Las escrituras que aquí presentamos exploran de distintas maneras la extrañeza y la incomodidad de tratar de habitar un tiempo que se ha desquiciado, donde la incertidumbre pasa a ser una condición permanente y la espera un gesto que se eterniza, entre las filas de los centros de salud y las filas virtuales para hacer trámites online. Donde la incomodidad ante el roce inevitable de los cuerpos en la feria, o ante una persona que en una tienda comete la imprudencia de hablar por teléfono sin usar mascarilla, pueden provocar el mayor temor o indignación; y algo en apariencia tan simple como compartir un mate puede representar un acto casi subversivo, en un momento en que lo que se impone como sentido común es el temor a las lenguas y la saliva ajena. Mientras, la tele prendida llena monótonamente el vacío de palabras que se instala al interior del hogar. En esta extraña realidad, los humanos parecemos ser sacados a pasear por nuestros perros, que se huelen y revuelcan mientras los primeros nos esforzamos por mantener la distancia con los demás, sin poder disimular la enorme falta que nos hacen los otrxs, los olores y tactos de los seres que queremos. Vuelven entonces con fuerza a la memoria los paisajes sonoros que echamos de menos cuando nos enfrentamos al silencio de las paredes y de las calles vacías, y entonces no nos queda más que abrazar el silencio para poder agudizar el oído y escuchar mejor. Podemos experimentar incluso el goce de reirnos con otrxs, de contagiarnos afectos alegres que surgen del encuentro y la composición entre los cuerpos, y el reencuentro con un nosotrxs que a veces toma forma de familia y otras de manada, de vecinxs, o de grupo de amigxs; porque frente a la incertidumbre de la pandemia la única certeza que nos queda pareciera ser la dependencia que tenemos de los demás, la necesidad de cuidarnos con (y no de) esos otrxs a los que tantas cosas nos separaban como ahora nos unen: en primer lugar, el habitar colectivamente un mundo que se ha vuelto inhabitable.
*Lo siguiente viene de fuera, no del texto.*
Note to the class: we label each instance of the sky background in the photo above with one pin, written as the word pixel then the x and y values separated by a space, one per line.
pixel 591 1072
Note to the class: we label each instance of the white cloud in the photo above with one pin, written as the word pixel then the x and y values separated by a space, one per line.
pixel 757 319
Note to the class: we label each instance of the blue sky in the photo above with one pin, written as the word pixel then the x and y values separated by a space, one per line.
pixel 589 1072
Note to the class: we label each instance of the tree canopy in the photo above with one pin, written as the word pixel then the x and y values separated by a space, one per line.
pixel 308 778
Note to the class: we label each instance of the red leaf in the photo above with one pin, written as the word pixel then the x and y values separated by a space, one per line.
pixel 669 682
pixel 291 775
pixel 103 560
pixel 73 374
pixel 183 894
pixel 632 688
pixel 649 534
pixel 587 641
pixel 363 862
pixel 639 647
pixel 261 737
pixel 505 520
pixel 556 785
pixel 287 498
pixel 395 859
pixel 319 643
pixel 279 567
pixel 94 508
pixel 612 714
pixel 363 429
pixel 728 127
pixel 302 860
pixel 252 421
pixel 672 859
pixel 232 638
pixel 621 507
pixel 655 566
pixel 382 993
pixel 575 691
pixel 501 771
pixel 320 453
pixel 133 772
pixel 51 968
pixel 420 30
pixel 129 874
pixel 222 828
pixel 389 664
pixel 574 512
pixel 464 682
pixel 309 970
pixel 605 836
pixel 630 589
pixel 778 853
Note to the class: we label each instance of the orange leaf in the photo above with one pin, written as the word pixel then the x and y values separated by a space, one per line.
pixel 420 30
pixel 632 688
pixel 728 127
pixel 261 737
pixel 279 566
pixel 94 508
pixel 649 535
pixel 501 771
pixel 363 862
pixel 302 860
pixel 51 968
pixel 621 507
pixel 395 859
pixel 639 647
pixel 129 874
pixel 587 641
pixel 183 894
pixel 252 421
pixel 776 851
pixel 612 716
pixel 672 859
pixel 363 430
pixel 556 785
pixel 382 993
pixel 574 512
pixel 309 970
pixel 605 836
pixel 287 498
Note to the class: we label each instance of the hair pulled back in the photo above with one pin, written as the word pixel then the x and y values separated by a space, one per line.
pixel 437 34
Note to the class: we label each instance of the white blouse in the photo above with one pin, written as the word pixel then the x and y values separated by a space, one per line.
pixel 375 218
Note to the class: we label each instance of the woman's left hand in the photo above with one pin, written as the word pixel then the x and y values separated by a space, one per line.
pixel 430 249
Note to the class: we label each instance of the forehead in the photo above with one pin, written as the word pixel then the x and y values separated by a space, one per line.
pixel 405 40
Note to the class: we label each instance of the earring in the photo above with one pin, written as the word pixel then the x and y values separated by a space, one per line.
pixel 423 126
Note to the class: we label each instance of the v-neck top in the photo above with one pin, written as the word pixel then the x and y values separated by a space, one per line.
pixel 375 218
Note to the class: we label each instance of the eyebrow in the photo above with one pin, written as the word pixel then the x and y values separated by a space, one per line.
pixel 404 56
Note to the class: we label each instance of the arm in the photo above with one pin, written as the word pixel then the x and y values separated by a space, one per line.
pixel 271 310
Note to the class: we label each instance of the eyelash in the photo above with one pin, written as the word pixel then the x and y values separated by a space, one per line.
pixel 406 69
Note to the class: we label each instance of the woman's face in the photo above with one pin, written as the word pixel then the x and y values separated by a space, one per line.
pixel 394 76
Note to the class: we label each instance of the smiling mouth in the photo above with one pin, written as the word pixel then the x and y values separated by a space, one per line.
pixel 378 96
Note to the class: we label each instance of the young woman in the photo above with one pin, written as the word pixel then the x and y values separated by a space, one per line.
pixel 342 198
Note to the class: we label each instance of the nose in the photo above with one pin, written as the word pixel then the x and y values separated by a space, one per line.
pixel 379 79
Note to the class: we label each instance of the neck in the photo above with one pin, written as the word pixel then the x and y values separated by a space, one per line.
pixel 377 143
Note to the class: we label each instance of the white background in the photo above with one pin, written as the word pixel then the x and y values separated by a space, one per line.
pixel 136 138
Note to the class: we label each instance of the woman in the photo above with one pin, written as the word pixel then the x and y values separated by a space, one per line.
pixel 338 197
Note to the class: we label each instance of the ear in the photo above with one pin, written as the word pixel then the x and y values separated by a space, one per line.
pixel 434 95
La etnografía no es patrimonio de los antropólogos: cualquiera puede construir etnografía desde la atención y reflexión sobre sus propios espacios y tiempos. Esperamos que estos textos sirvan, de ese modo, como una invitación abierta para poner en práctica un ejercicio de escucha atenta que nos permita construir saberes desde nuestras propias experiencias situadas, como una forma de apropiarnos de aquello que parece impensable: habitar lo inhabitable, vivir y resistir en la catástrofe capitalista.